La firma della convezione tra Comune e Regione per Agenda Urbana

di Chiara Fabrizi

Firmata la convenzione operativa per Agenda urbana che apre la strada al primo mezzo milione di interventi, tutti concentrati sull’illuminazione a led del centro storico. A sottoscrivere il documento approvato dalla maggioranza, assenti in aula Pd e gruppo Misto, sono stati venerdì mattina il sindaco Fabrizio Cardarelli e il vicepresidente della Regione, Fabio Paparelli. Al loro fianco l’assessore Antonio Cappelletti che segue pratica da 3,8 milioni in base al quale è previsto il raddoppio dei varchi della Ztl e la progressiva pedonalizzazione di alcune zone, tra cui anche piazza Garibaldi.

L’incontro in Comune: fotogallery

Firmata convenzione operativa per Agenda urbana «Spoleto – ha detto Paparelli – è il secondo dei cinque Comuni umbri coinvolti ad aver firmato la convenzione, il primo è stato Terni, a conferma di come la collaborazione tra enti locali va oltre i colori politici». Nel dettaglio: «La firma di oggi rende operativo il programma di Agenda urbana e sblocca la prima tranche di finanziamenti per la realizzazione di progetti tutti concepiti – ha evidenziati – per rendere il centro cittadino più funzionale e attraente per cittadini, imprese e turisti. La scommessa – è andato avanti il vicepresidente della Regione – è trovare la formula per far convivere queste categorie spesso in conflitto, abbattendo l’impatto ambientale sul fronte delle emissione di Co2 e conseguendo risparmi energetici». Diverso il tiro del sindaco tornato a rivendicare la paternità dell’inserimento di Spoleto nella rete dei Comuni coinvolti (Perugia, Terni, Foligno e Città di Castello): «Devo riconoscere – è stata la chiosa – grande disponibilità alla presidente Catiuscia Marini che dopo le nostre sollecitazioni è riuscita in breve a coinvolgere anche la nostra città. Il resto lo hanno fatto i tecnici dei due enti e Cappelletti». L’assessore, di fronte a Paparelli, tenta subito di rilanciare: «Agenda urbana imposta una visione della città che dovrà essere implementata, non a caso ai Comuni inseriti nel programma viene riconosciuta una corsia preferenziale per ottenere nuovi finanziamenti. In questo senso – ha concluso – auspico che la Regione ci convochi per vagliare i percorsi disponibili».
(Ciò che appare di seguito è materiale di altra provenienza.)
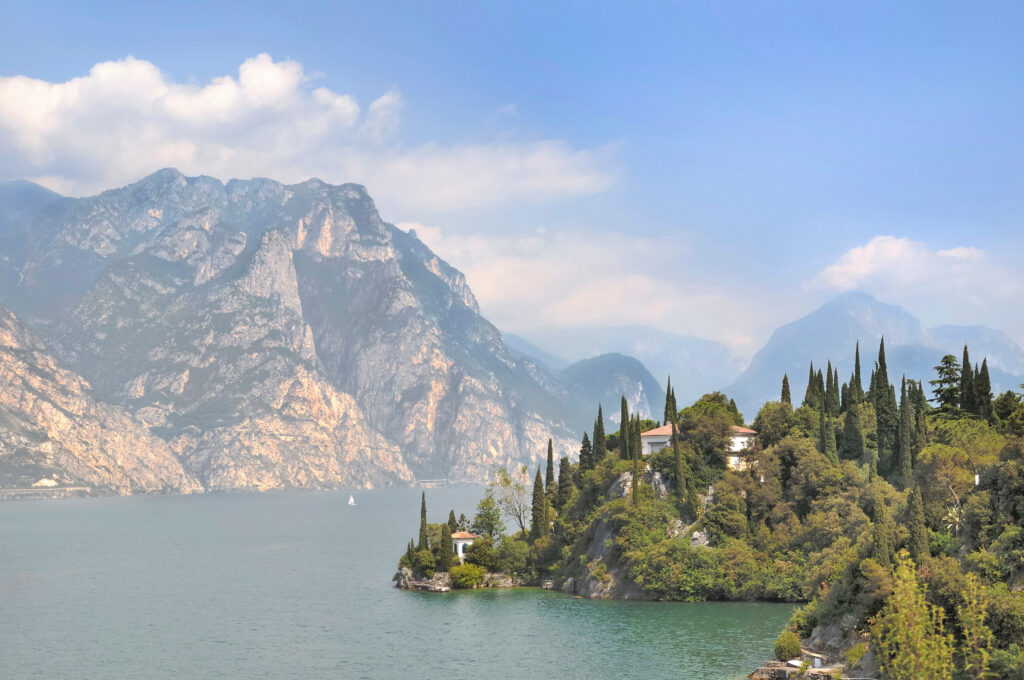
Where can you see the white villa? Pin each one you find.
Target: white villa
(461, 541)
(742, 439)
Quattro varchi e zone 30 Come già emerso, il primo progetto che diventerà esecutivo è quello relativo al rifacimento degli oltre 1.100 punti luce del centro storico con illuminazione a led, a cui si aggiunge quella artistica per Palazzo Collicola, San Salvatore e la chiesa dei santi Giovanni e Paolo. Ma tra le pieghe dei progetti preliminare, che andranno tutti resi esecutivi e sui quali è stata assicurata la partecipazione mirata per ciascun intervento previsto, c’è anche quello relativo ai varchi elettronici che delimiteranno il nuovo perimetro della Ztl. In particolare i varchi passeranno dagli attuali due a quattro ma saranno tutti ricollocati, anche se attualmente risulta certo soltanto quello al quadrivio di viale Matteotti. Tuttavia a sfogliare, si apprende che saranno introdotte le zone 30 che rappresentano «un tassello ed un primo passo per la definitiva pedonalizzazione del centro storico» nell’area delimitata dalla porta di via Mameli (Borgaccio), piazza Vittoria, lo stesso viale Matteotti e l’incrocio tra viale Martiri e via Posterna. In quest’ultima zona è stata anche prevista la chiusura al traffico veicolare nel tratto dal parcheggio della mobilità alternativa a piazza Garibaldi che sarà trasformato in un percorso ciclo-pedonale protetto, anche se la prospettiva di medio-lungo periodo prevede l’estensione dello stop alle auto all’intera via. Veicoli progressivamente off limits, almeno nelle intenzioni, anche in piazza Garibaldi «ridotta ad un anonimo piazzale di sosta» e in piazza della Libertà.